We plan to publish examples of multi-host inference that leverages LeaderWorkerSets - https://github.com/kubernetes-sigs/lws - which helps run ranked serving workloads across hosts. LeaderWorkerSet is how Google supports both TPU and GPU multi-host deployments - see https://github.com/kubernetes-sigs/lws/blob/main/config/samp... for an example.

Edit: Here is an example Kubernetes configuration running DeepSeek-R1 on vLLM multi-host using LeaderWorkerSet https://github.com/kubernetes-sigs/wg-serving/blob/main/serv.... This work would be integrated into llm-d.

rdli•1y ago
This is really interesting. For SOTA inference systems, I've seen two general approaches:

* The "stack-centric" approach such as vLLM production stack, AIBrix, etc. These set up an entire inference stack for you including KV cache, routing, etc.

* The "pipeline-centric" approach such as NVidia Dynamo, Ray, BentoML. These give you more of an SDK so you can define inference pipelines that you can then deploy on your specific hardware.

It seems like LLM-d is the former. Is that right? What prompted you to go down that direction, instead of the direction of Dynamo?

qntty•1y ago
It sounds like you might be confusing different parts of the stack. NVIDIA Dynamo for example supports vLLM as the inference engine. I think you should think of something like vLLM as more akin to GUnicorn, and llm-d as an application load balancer. And I guess something like NVIDIA Dynamo would be like Django.
smarterclayton•1y ago
llm-d is intended to be three clean layers:

1. Balance / schedule incoming requests to the right backend

2. Model server replicas that can run on multiple hardware topologies

3. Prefix caching hierarchy with well-tested variants for different use cases

So it's a 3-tier architecture. The biggest difference with Dynamo is that llm-d is using the inference gateway extension - https://github.com/kubernetes-sigs/gateway-api-inference-ext... - which brings Kubernetes owned APIs for managing model routing, request priority and flow control, LoRA support etc.

rdli•1y ago
I would think that that the NVidia Dynamo SDK (pipelines) is a big difference as well (https://github.com/ai-dynamo/dynamo/tree/main/deploy/sdk/doc...), or am I missing something?
smarterclayton•1y ago
That's a good example - I can at least answer about why it's a difference: different target user.

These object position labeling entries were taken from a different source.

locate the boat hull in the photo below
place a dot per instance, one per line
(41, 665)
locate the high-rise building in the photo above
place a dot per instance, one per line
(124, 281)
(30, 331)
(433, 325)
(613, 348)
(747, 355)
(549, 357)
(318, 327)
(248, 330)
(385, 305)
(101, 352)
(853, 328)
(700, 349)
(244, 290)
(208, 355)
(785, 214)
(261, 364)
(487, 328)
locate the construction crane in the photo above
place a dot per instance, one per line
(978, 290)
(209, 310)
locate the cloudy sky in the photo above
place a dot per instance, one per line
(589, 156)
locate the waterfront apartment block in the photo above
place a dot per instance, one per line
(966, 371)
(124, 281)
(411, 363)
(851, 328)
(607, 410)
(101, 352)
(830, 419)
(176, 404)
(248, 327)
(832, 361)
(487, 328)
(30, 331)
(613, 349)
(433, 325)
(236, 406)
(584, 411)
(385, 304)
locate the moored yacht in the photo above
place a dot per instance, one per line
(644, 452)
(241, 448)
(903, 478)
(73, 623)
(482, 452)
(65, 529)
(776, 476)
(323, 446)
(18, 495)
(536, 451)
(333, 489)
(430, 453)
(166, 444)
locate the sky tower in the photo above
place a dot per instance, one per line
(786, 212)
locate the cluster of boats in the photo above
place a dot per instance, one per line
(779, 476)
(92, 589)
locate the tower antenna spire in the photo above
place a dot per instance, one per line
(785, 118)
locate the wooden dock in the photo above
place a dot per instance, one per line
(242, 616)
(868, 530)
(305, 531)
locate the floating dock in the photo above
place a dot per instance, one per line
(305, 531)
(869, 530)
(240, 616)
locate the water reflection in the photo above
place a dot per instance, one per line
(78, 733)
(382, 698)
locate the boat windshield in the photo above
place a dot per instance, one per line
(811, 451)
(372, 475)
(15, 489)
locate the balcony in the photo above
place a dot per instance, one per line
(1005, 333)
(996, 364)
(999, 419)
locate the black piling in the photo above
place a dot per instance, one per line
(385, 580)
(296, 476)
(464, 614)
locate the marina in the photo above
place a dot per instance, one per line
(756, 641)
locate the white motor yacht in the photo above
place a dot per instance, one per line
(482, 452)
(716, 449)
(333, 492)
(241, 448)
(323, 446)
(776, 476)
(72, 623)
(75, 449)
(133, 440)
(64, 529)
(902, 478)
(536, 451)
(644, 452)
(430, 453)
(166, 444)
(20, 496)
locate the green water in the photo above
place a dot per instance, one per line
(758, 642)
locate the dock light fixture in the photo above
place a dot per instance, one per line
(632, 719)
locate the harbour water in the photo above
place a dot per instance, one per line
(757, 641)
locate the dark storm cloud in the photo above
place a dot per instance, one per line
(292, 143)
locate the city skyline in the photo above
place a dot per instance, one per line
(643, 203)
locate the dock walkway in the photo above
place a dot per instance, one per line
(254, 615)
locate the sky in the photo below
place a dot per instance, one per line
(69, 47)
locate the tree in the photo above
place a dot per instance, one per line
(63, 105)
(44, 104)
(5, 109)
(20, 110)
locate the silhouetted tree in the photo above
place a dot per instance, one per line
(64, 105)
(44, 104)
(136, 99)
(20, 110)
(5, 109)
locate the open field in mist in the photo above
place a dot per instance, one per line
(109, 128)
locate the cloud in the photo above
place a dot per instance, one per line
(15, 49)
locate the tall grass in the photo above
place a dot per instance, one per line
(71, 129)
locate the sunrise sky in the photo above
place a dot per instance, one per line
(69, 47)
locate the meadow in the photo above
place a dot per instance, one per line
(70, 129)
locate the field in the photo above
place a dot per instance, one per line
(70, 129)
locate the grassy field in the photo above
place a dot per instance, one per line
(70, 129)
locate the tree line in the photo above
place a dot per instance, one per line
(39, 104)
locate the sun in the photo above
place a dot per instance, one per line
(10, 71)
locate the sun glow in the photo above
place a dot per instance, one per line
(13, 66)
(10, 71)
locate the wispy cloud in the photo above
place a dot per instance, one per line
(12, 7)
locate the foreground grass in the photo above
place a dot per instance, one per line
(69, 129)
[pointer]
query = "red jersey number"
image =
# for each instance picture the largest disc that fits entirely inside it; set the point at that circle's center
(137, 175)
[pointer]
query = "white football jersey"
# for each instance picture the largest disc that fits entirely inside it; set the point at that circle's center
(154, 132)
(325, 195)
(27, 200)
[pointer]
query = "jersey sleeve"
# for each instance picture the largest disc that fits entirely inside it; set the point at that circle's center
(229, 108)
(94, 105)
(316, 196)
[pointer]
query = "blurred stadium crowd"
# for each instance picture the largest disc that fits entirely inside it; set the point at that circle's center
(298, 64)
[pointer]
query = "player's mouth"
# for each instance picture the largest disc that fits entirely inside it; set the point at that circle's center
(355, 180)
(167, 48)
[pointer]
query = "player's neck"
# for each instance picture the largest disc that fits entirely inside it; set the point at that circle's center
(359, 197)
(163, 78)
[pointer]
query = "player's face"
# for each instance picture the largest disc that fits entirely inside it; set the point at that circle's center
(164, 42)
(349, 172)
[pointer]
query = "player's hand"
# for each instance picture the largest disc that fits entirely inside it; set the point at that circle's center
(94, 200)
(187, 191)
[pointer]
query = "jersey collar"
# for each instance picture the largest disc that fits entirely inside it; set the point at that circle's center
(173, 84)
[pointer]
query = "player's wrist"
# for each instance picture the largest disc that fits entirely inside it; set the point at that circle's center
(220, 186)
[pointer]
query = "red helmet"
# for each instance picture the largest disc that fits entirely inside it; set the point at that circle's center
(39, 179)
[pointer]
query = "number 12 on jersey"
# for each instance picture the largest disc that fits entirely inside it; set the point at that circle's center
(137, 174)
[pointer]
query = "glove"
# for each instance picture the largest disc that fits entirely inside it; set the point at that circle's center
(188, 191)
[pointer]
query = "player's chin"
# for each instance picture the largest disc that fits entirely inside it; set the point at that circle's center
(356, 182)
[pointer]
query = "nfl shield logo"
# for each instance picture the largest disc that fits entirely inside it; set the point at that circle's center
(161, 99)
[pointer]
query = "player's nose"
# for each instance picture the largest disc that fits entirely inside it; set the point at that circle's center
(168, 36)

As I understand the Dynamo SDK it is about simplifying and helping someone get started with Dynamo on Kubernetes.

From the user set we work with (large inference deployers) that is not a high priority - they already have mature deployment opinions or a set of tools that would not compose well with something like the Dynamo SDK. Their comfort level with Kubernetes is moderate to high - either they use Kubernetes for high scale training and batch, or they are deploying to many different providers in order to get enough capacity and need a standard orchestration solution.

llm-d focuses on helping achieve efficiency dynamically at runtime based on changing traffic or workload on Kubernetes - some of the things the Dynamo SDK encodes are static and upfront and would conflict with that objective. Also, large deployers with serving typically have significant batch and training and they are looking to maximize capacity use without impacting their prod serving. That requires the orchestrator to know about both workloads at some level - which Dynamo SDK would make more difficult.

rdli•1y ago
In this analogy, Dynamo is most definitely not like Django. It includes inference aware routing, KV caching, etc. -- all the stuff you would need to run a modern SOTA inference stack.
qntty•1y ago
You're right, I was confusing TensorRT with Dynamo. It looks like the relationship between Dynamo and vLLM is actually the opposite of what I was thinking -- Dynamo can use vLLM as a backend rather than vice versa.
Kemschumam•1y ago
What would be the benefit of this project over hosting VLLM in Ray?